The Start of Something Big
During the years the brothers were separated Frasier underwent a sea change of his own. After his education at Harvard and Oxford and a brief marriage to a children's entertainer he settled down to a psychiatric practice in Boston. There he suffered through an intense and doomed love affair with barmaid Diane Chambers. He married and painfully divorced fellow psychiatrist Lilith Sternin and suffered the terrible pain of parting with his son Frederick, whom he loved with a depth he had never thought possible. And for the first time in his life he also formed strong and loyal bonds of friendship with other men at the bar where he spent his free time. Frasier began to acquire an appreciation for the kinds of emotional bonds that were possible between friends who truly cared for one another, and he brought this new knowledge back home with him.

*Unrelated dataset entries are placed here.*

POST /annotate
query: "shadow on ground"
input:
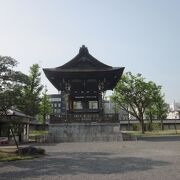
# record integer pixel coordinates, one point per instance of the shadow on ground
(62, 163)
(160, 138)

Almost immediately after Frasier's arrival it became obvious that Martin was in no condition to live alone. The gunshot wound to his hip that had forced his early retirement now made his balance precarious. After several falls of increasing severity Niles prevailed on Frasier to move their father in with him. Niles was convinced he had scored a coup in getting Martin the care he needed while contributing little except money to the plan. A physical therapist was quickly found and Martin convinced Frasier that she should live with them as well. This imposition on Frasier's plans for life as a swinging bachelor caused Niles no end of amusement. He never guessed that he would be the new arrangement's main beneficiary.
Frasier's return was like a large boulder dropped into the still pond of Niles's mundane life. Rather than accept their father's emotional distance as he and Niles had always done, Frasier now began an active campaign to bring them all closer together. After an absence of years Niles was once again seeing his brother daily. The two conspired to introduce their father to the finer things in life, to care for his health over his protests, and to lift him out of the depression caused by his disability, and along the way they rediscovered the childhood bond they had thought long gone. They shopped together, they dined together, they held long discussions at their favorite cafe, they sought one another's advice on food and wine and women. Suddenly Niles had a family again, and his marriage slowly began to disintegrate.